Dieser Konflikt wird vom Markt relativ wenig wahrgenommen. Wir sind im vierten Jahr der Auseinandersetzung. Wir haben alle wesentlichen Verfahren gewonnen. Wir sind uns unserer Rechtsposition sehr, sehr sicher. Wir sehen mit einer gewissen Zuversicht der Entscheidung des Obersten Gerichtshofs im ersten Quartal entgegen.

Die Kurse der Banken steigen an den Börsen, da ihnen die Zinserhöhungen zugutekommen kommen.

Der Zinsertrag wird 2023 den Banken in der Ertragslage helfen. Weil man sowohl auf der Kredit- als auch auf der Anlageseite etwas verdient. Das war nun zehn Jahre lang nicht der Fall. Man hat nur an der Zinsspanne auf der Kreditseite verdient. Die jetzige Zinssituation hilft sowohl den Banken als auch den Kunden.

Auf welches Niveau sollten die Zinserhöhungen der Europäischen Zentralbank (EZB) steigen? Manche Experten meinen, es müsse unbedingt eine wirtschaftliche Rezession, verursacht durch zu hohe Zinsen, vermieden werden.

Das Wichtigste, das die Notenbank im Auge haben sollte, ist die Kaufkraft der Währung. Das hat die EZB jahrelang nicht getan. Vor Weihnachten hat die EZB-Präsidentin Christine Lagarde einen Schwenk vollzogen, mit dem der Markt nicht gerechnet hat. Der Markt erwartete Zinssenkungen im Laufe des Jahres. Jetzt muss man sehr aufpassen, dass man nicht versucht, durch Zinsübertreibungen Versäumtes aufzuholen.

Ich bin aber nicht beunruhigt, weil ich glaube, dass ein gewisser Pragmatismus greifen wird. Spätestens dann, wenn man sieht, dass die Inflation sich stärker abschwächen wird als die prognostizierten sechseinhalb Prozent. Dann hätte Frau Lagarde wieder mehr Spielraum, die Zinsen doch nicht so stark erhöhen zu müssen. Jetzt müssen wir uns einmal darauf einstellen, dass der Leitzinssatz bei 3,25 bis 3,5 Prozent zu liegen kommen wird. Damit kann man gut leben und er ist ein probates Mittel, um die Inflation etwas abzusenken.

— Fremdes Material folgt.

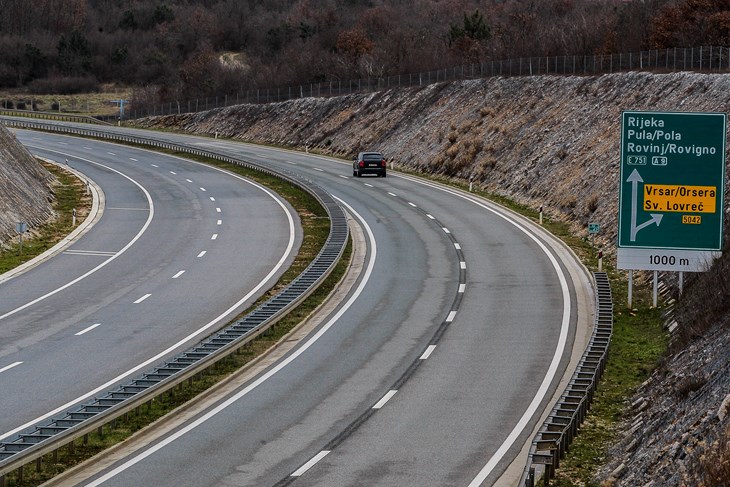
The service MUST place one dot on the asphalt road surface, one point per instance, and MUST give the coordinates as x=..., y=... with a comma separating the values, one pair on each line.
x=432, y=371
x=179, y=249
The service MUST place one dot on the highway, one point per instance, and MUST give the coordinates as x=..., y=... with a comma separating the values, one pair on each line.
x=178, y=249
x=432, y=371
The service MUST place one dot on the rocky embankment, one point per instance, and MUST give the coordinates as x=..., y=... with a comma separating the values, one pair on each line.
x=25, y=188
x=543, y=141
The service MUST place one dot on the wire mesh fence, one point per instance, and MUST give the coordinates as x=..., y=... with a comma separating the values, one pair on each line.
x=702, y=59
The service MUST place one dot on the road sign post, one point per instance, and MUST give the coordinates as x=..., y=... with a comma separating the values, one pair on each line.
x=671, y=190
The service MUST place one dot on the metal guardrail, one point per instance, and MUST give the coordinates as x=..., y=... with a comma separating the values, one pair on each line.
x=58, y=116
x=83, y=419
x=561, y=426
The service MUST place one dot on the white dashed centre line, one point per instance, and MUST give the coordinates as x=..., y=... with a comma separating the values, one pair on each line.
x=86, y=330
x=428, y=352
x=385, y=399
x=8, y=367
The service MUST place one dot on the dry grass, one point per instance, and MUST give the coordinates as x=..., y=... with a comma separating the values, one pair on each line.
x=83, y=104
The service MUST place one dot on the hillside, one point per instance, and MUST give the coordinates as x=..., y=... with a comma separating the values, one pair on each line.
x=550, y=141
x=25, y=191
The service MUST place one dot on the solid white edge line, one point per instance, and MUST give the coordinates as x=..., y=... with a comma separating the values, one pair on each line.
x=428, y=352
x=195, y=334
x=8, y=367
x=142, y=298
x=110, y=259
x=559, y=349
x=86, y=330
x=311, y=463
x=384, y=400
x=264, y=377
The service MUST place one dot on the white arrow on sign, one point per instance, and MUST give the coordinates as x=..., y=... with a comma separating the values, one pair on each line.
x=635, y=179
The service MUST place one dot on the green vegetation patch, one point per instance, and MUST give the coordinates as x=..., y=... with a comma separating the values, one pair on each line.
x=70, y=194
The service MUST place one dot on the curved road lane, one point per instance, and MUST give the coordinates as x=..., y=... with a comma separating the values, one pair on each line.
x=180, y=249
x=471, y=403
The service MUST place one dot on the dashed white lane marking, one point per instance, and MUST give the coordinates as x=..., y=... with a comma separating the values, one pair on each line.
x=8, y=367
x=86, y=330
x=142, y=298
x=385, y=399
x=311, y=463
x=428, y=352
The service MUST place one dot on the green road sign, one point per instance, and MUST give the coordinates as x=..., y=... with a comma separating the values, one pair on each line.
x=671, y=190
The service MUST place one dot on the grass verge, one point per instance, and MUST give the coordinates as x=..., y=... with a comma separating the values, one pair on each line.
x=315, y=226
x=70, y=193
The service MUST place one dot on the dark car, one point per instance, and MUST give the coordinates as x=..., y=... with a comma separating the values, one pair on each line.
x=369, y=163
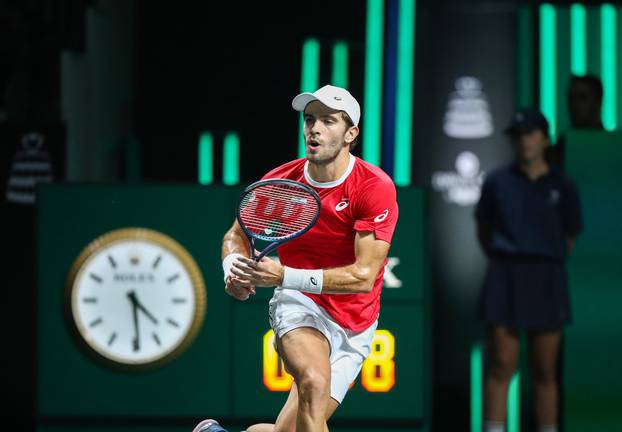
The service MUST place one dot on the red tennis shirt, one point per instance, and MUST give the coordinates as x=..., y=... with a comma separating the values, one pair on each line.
x=363, y=199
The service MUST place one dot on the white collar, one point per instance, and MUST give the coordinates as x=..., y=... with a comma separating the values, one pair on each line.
x=331, y=183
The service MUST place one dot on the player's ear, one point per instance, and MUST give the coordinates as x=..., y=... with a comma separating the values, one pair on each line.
x=351, y=134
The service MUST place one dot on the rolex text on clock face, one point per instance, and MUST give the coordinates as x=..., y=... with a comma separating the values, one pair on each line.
x=133, y=301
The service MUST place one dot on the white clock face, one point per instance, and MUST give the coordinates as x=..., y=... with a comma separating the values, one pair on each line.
x=134, y=301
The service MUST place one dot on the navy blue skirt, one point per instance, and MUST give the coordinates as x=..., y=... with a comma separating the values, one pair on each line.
x=526, y=292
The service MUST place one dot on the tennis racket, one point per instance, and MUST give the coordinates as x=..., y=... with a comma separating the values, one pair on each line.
x=276, y=211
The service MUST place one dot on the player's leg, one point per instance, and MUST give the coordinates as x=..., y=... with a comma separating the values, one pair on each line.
x=305, y=352
x=543, y=352
x=286, y=421
x=503, y=350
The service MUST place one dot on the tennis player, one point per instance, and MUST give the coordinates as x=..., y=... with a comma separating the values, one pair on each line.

Damit wird man aber das Zwei-Prozent-Ziel nicht erreichen. Das bedeutet, dass wir mit einer dauerhaften Inflation von drei bis vier Prozentpunkten rechnen müssen.

Die Zwei-Prozent-Ansage sowohl von der amerikanischen FED als auch von der EZB hat mich überrascht. Mit einer Inflation von drei bis vier Prozent könnte man sehr gut leben. Es ist die Ideal-Inflationsrate. Die EZB hat jahrelang versucht, die Inflation auf über zwei Prozent zu heben. Das ist ihr nicht gelungen. Eine Inflation von drei bis 3,5 Prozent impliziert ein starkes Wachstum. Damit könnte das Kapital durch Anleihen erhalten werden, die derzeit bei vier Prozent rentieren.

Welche Anlageempfehlungen geben Sie Kunden, die Sie um Rat fragen?

Die Anlagepalette ist so breit, wie schon lange nicht mehr. Der Kunde bekommt jetzt für Einlagen Zinsen, die er jahrelang nicht mehr bekommen hat. Ich empfehle, an Anleihen nicht achtlos vorüber zu gehen. Durch die Niedrigzinspolitik und die starke Geldexpansion ist dieses Produkt einfach vom Markt genommen worden.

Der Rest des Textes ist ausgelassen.